Look who's back at AHS

Too small for football and too short for basketball, young Bob Julian went out for the track team at his Fullerton, Calif. high school.

This athletic process of elimination led to Julian finding a love and passion for the sport that he has since coached at Ashland High for 30 years.

After three decades of coaching Grizzly track in multiple capacities, Julian, 62, called it quits and retired from coaching in 2001. However when the team had a coaching vacancy this season &

head track coach Ron Graham moved to Hawaii for a year and plans to return next season &

Julian decided he could give it one more year to try to revive what had recently been a slumping program.

"They would start with 60, 70 kids and wind up with 35," said Julian, who took over on an interim basis. "The kids weren't buying into the sport. I feel that we have to sell the sport. Make this sport attractive so kids will come in here."

The coach believes in a team mentality in a sport mostly based on individualism. He says a team connection makes for a better overall experience.

"Here you've got everybody doing different things," he said. "But it is a team sport in that sense. Kids can get into helping other kids out there and rooting for them. Getting that team concept, it just makes everybody rise to another level."

After a running career at Cal State Fullerton, Julian graduated from the University of Oregon. Although he was done competing, his passion continued. He had always admired his coaches in high school and college and he wanted to be in that position.

He says his life was changed by the sport he loves. He just wants to pass it on.

"They've gotten here and maybe they weren't successful in much of anything else and not even that good of students," Julian said. "But they find out here that they can be successful and feel good about themselves. It just builds up their whole opinions about themselves, their character, where they wanna go on and graduate and go on to careers."

There is just one criteria for competing on Julian's squad: a competitive spirit. He wants his team to enjoy competing and strive for greatness.

"We want to look forward to the big meets to compete with the big competition because it's going to bring you to a higher level," he said. "That's what we're looking for in kids and try to instill. Kids that are afraid to go after or obtain a higher level, they'll never reach a higher level. They'll never improve. Because every time there's another challenge, that fear is going to set in and they'll never try to reach for that challenge."

Julian's exit from coaching and math teaching in 2001 was a result of his own satisfaction. At peace with his accomplishments, he was reluctant to return this season.

"I've never felt like what I'd done wasn't finished," he said. "I never wanted to go back and do a little more. I felt like I had a good career there. I had the downs and the ups but overall, yes, I was really satisfied with what I had accomplished from point A to point B. That's why I did retire."

Since the initial retirement, Julian has spent his time directing and assisting with track meets in the region. A visit to last year's high school state meet gave him the itch to return to the Grizzlies when asked. He says he is exhausted and doesn't know how he used to coach while teaching math full time.

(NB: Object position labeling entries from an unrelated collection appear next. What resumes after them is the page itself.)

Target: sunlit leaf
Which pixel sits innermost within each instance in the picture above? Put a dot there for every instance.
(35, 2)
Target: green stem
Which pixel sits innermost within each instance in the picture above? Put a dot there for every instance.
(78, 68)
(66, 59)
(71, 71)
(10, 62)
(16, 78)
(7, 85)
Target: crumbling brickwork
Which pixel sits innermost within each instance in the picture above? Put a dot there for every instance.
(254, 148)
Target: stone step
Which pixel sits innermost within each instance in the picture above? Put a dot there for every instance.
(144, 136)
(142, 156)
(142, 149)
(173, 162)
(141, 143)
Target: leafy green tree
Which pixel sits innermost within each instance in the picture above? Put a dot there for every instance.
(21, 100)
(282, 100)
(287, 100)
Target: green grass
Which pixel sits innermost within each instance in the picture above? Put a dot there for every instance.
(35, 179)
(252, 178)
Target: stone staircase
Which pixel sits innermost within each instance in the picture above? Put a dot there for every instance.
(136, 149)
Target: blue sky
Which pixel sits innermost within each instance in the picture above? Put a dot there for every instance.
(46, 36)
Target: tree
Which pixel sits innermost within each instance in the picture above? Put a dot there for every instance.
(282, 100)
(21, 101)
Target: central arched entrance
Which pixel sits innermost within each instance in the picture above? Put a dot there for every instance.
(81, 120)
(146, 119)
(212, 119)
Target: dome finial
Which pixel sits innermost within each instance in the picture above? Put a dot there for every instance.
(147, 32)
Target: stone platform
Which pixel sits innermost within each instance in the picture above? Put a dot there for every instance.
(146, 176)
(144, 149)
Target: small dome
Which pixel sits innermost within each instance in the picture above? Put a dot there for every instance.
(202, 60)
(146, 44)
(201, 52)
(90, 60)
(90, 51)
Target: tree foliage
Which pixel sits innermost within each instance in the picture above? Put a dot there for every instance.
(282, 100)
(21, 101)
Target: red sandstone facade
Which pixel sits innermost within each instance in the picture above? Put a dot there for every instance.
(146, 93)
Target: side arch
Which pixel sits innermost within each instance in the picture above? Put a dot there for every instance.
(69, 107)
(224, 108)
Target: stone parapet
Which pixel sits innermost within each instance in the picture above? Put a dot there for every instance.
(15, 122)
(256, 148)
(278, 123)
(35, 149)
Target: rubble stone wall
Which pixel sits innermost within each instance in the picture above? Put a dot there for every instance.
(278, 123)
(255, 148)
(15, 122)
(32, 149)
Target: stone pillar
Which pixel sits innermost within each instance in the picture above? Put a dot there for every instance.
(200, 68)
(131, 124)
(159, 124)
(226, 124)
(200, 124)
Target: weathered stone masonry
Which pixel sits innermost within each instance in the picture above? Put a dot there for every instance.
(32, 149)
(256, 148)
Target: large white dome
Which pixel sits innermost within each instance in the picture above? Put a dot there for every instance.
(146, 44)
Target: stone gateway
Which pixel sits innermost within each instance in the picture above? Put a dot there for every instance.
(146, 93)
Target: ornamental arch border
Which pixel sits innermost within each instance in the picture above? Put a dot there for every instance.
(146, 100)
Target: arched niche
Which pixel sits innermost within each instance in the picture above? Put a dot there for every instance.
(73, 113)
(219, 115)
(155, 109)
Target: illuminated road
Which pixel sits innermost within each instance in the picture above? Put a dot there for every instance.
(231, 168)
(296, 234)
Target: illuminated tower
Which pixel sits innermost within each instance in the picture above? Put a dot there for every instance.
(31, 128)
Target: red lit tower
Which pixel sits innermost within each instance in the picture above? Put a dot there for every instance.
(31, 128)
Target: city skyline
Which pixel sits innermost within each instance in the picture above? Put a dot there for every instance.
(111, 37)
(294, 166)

"I'm enjoying it and not regretting at all," he said. "But it's a lot of time. But I'm excited about it and I'm giving it everything I've got through the state meet."

He hopes Ashland can send 10 boys and 10 girls to the state meet this season and is shooting for a top-two finish in the conference standings. He has been impressed by the work ethic and attitude of the team, especially by the 15 seniors on the squad.

"Our seniors are truly showing some great leadership," he said. "I see nothing but positive. Usually you've got all these bad things you can say that happened in a meet. I can't name one. Every kid out there is putting out a great effort, having fun with it."

Like a politician, Julian won't shut the door on possibly coaching after this season. But he does feel strongly that this year will be his last. Instead of a storybook ending with trophies, Julian wants one of a revitalized, sustainable track and field program.

"I want to see us move up in the standings and I want to see us finish with the same amount of kids we're starting with," he said. "We've got 48 kids on the roster right now; we want to finish with 48 kids. That would be incredible to not have one kid quit this team throughout the season."